Pursuant to Federal Rule of Civil Procedure 56(f), "If a party opposing the motion shows by affidavit that, for specified reasons, it cannot present facts essential to justify its opposition, the court may: (1) deny the motion; (2) order a continuance to enable affidavits to be obtained, depositions to be taken, or other discovery to be undertaken; or (3) issue any other just order." Rule 56(f) "provides a device for litigants to avoid summary judgment when they have not had sufficient time to develop affirmative evidence." United States v. Kitsap Physicians Serv., 314 F.3d 995, 1000 (9th Cir. 2002). A Rule 56(f) "'continuance of a motion for summary judgment for purposes of conducting discovery should be granted almost as a matter of course unless the non-moving party has not diligently pursued discovery of evidence.'" Burlington N. Santa Fe R.R. Co. v. The Assiniboine and Souix Tribes of the Ft. Peck Reservation, 323 F.3d 767, 773-74 (9th Cir. 2003) (citing Wichita Falls Assoc. v. Banc One Corp. 978 F.2d 915, 919 n.4 (5th Cir. 1992)). "Although Rule 56(f) facially gives judges discretion to disallow discovery when the non-moving party cannot yet submit evidence supporting its opposition, the Supreme Court has restated the rule as requiring, rather than merely permitting, discovery 'where the non-moving party has not had the opportunity to discover information that is essential to its opposition.'" Metabolife Intn'l, Inc. v. Wornick, 264 F.3d 832, 846 (9th Cir. 2001) (citing Anderson v. Liberty Lobby, Inc., 477 U.S. 242, 250 n. 5 (1986)).

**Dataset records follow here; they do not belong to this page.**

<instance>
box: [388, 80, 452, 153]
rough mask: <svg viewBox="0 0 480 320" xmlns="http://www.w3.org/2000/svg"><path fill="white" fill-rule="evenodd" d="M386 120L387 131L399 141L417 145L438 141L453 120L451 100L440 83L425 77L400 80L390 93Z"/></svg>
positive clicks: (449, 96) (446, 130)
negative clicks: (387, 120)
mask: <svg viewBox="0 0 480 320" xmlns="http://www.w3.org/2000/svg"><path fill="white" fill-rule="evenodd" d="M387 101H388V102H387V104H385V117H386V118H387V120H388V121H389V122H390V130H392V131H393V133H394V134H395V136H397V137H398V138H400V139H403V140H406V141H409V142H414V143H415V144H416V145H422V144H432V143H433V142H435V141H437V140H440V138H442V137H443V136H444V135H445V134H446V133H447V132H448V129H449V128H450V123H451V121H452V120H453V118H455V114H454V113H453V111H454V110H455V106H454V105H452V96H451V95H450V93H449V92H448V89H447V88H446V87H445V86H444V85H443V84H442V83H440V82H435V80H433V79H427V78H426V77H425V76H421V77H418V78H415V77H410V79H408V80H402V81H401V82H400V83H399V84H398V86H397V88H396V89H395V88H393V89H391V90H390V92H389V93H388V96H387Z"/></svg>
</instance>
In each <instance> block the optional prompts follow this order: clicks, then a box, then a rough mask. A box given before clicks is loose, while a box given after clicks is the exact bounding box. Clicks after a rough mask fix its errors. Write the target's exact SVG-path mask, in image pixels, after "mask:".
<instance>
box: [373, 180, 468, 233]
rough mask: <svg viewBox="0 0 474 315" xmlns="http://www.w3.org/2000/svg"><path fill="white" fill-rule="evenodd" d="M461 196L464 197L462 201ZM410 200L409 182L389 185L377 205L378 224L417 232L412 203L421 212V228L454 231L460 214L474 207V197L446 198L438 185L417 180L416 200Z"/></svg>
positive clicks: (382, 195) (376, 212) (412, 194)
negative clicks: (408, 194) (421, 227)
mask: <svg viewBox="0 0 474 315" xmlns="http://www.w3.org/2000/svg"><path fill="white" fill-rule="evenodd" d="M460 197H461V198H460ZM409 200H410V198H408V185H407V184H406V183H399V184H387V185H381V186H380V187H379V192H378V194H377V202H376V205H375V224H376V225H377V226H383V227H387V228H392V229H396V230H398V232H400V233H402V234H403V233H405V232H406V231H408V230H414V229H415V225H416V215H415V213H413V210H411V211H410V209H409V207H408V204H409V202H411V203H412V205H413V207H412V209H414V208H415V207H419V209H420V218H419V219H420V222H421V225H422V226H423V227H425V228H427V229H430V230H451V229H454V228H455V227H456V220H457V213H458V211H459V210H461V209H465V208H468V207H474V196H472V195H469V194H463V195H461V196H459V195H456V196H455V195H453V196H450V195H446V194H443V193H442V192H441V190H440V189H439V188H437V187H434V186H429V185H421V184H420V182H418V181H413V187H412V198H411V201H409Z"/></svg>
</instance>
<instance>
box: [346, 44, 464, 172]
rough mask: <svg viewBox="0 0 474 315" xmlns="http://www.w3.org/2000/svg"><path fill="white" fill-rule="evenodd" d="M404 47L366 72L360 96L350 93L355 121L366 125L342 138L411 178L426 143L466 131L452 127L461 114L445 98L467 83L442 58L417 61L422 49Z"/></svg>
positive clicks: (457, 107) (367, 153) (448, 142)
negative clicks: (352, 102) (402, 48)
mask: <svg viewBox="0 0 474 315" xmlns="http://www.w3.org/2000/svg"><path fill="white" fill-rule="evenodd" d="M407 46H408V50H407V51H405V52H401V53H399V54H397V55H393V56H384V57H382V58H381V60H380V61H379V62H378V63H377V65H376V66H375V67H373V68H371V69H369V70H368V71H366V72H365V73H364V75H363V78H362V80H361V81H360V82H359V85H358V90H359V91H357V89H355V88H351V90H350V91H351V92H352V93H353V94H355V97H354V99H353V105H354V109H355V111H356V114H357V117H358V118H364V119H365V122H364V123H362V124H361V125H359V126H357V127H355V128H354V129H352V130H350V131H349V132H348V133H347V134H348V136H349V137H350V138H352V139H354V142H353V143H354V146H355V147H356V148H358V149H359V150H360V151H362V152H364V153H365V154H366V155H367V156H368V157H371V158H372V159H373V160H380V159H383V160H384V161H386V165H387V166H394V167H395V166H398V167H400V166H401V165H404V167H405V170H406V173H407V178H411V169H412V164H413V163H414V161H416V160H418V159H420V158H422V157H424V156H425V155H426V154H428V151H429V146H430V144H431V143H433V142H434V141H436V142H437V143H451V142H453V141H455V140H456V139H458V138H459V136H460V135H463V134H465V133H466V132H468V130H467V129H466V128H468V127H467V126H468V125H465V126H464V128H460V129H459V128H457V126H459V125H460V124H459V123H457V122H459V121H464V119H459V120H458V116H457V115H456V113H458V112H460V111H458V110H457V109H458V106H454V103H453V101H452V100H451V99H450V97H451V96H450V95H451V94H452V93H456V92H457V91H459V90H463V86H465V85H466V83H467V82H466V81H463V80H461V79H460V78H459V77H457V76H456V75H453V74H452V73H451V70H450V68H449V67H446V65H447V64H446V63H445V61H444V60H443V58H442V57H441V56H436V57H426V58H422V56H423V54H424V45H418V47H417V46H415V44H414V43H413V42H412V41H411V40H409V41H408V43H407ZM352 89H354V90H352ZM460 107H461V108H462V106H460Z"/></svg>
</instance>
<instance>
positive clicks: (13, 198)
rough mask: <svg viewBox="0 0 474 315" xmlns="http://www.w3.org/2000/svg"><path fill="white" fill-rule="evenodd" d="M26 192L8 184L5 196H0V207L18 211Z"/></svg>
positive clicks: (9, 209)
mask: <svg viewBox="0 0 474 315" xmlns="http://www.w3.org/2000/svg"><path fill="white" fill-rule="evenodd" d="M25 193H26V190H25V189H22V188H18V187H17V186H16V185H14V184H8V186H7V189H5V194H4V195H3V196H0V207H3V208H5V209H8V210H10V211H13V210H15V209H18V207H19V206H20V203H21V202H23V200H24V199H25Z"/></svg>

Plaintiff's claims are dependent on his ability to rescind the settlement agreement from his previous lawsuit. Plaintiff has alleged that he is entitled to rescission under California law because his consent to the settlement agreement was obtained through Defendant's undue influence and was therefore involuntary. (Doc. # 1 at ¶¶ 54-63). Testimony about the underlying litigation and settlement of that litigation is necessary to oppose Defendant's contention that as a matter of law, Plaintiff cannot raise a genuine issue of material fact as to the validity of the settlement agreement. Plaintiff has diligently pursued discovery of this evidence and previously attempted to depose Kos in Chattanooga about the prior litigation between the parties. See Doc. # 119-1 at 40-43. However, Defendant failed to prepare Kos for the deposition and the witness was unable to testify "about information known or reasonably available" to Defendant as required by Federal Rule of Civil Procedure 30(b)(6). See id. The Court therefore grants Plaintiff's Motion to Continue Defendant's Motion for Summary Judgment.

CONCLUSION

IT IS HEREBY ORDERED that Defendant's Objection to the Non-Dispositive Order of the Magistrate Judge (Doc. # 103) is OVERRULED. IT IS FURTHER ORDERED THAT Plaintiff's Ex Parte Motion to Continue Defendant's Motion for Summary Judgment (Doc. # 108) is GRANTED. Defendant shall make its Rule 30(b)(6) witness on the previous litigation available for deposition on a date which is mutually agreeable to the parties no later than March 8, 2010. Plaintiff's opposition to Defendant's Motion for Summary Judgment (Doc. # 106) is due on or before April 19, 2010. Defendant's reply is due on or before April 26, 2010.